En parallèle à l’analyse détaillée des différentes systèmes mis en place par les opérateurs mobiles pour gérer plus efficacement leurs stations de base, le rapport présente aussi les solutions « vertes » disponibles sur le marché et qui permettraient aux opérateurs mobiles de réduire encore plus leur facture énergétique. Il y a de plus en plus de solutions à disposition utilisant des énergies renouvelables (énergie solaire ou éolienne, solutions fonctionnant avec des biocarburants, pile à combustible à l’hydrogène) mais toutes impliquent au départ un investissement considérable en capital.

Le rapport propose une analyse commerciale des solutions « vertes » pour les stations de base tout en donnant des exemples d’opérateurs mobiles africains qui ont commencé à déployer des projets d’énergie renouvelable pour alimenter leurs stations de base. Le rapport établit que l’énergie solaire en conjonction avec un générateur diesel requiert le plus faible investissement en capital. Dans ce cas de figure, les coûts d’exploitation seront réduits (baisse de la facture carburant) mais pas totalement éliminés. Une combinaison énergie solaire et éolienne supporté par des batteries permet de réduire au maximum les frais d’exploitation mais représente l’investissement en capital le plus lourd.

Selon l’auteur du rapport, l’approche « système D » permettra de réduire les coûts d’exploitation mais seulement jusqu’à un certain niveau. Pour réduire d’avantage ces coûts, il va falloir faire un investissement en capital pour soit acheter des équipements plus efficaces soit pour déployer des solutions d’énergie renouvelable.

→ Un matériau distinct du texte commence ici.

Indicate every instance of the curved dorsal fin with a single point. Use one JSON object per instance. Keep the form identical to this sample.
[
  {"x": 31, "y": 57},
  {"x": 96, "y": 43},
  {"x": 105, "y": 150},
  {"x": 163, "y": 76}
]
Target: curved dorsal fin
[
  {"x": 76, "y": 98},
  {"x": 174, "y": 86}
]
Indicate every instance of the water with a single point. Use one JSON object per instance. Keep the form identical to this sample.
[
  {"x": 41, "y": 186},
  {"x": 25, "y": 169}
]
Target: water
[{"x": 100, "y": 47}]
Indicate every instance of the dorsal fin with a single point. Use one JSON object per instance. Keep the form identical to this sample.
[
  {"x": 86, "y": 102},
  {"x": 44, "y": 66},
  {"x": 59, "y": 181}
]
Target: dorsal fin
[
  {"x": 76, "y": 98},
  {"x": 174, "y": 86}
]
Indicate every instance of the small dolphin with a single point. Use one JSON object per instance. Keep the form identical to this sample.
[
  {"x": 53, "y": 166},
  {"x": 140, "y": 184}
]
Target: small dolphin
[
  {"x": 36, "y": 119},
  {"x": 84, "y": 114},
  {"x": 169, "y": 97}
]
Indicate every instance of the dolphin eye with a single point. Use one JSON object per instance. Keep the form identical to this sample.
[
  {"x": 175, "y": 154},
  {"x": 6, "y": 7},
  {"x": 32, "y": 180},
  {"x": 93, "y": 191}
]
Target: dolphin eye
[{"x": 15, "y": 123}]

La décision financière revient en fin de compte aux opérateurs mobiles et dépend de leur stratégie d’investissements et ainsi que de leur vision quant à leur rôle au long terme.

Ce rapport de 45 pages contient 5 illustrations, 4 tableaux, 8 graphiques et 4 cartes. Il se termine par un annuaire de sociétés offrant des équipements et des services pour améliorer l’efficacité énergétique des stations de base ainsi que les coordonnées d’entreprises proposant des solutions utilisant des énergies renouvelables. Cet annuaire sera bien à toute personne qui va se trouver en charge de ces questions dans l’avenir.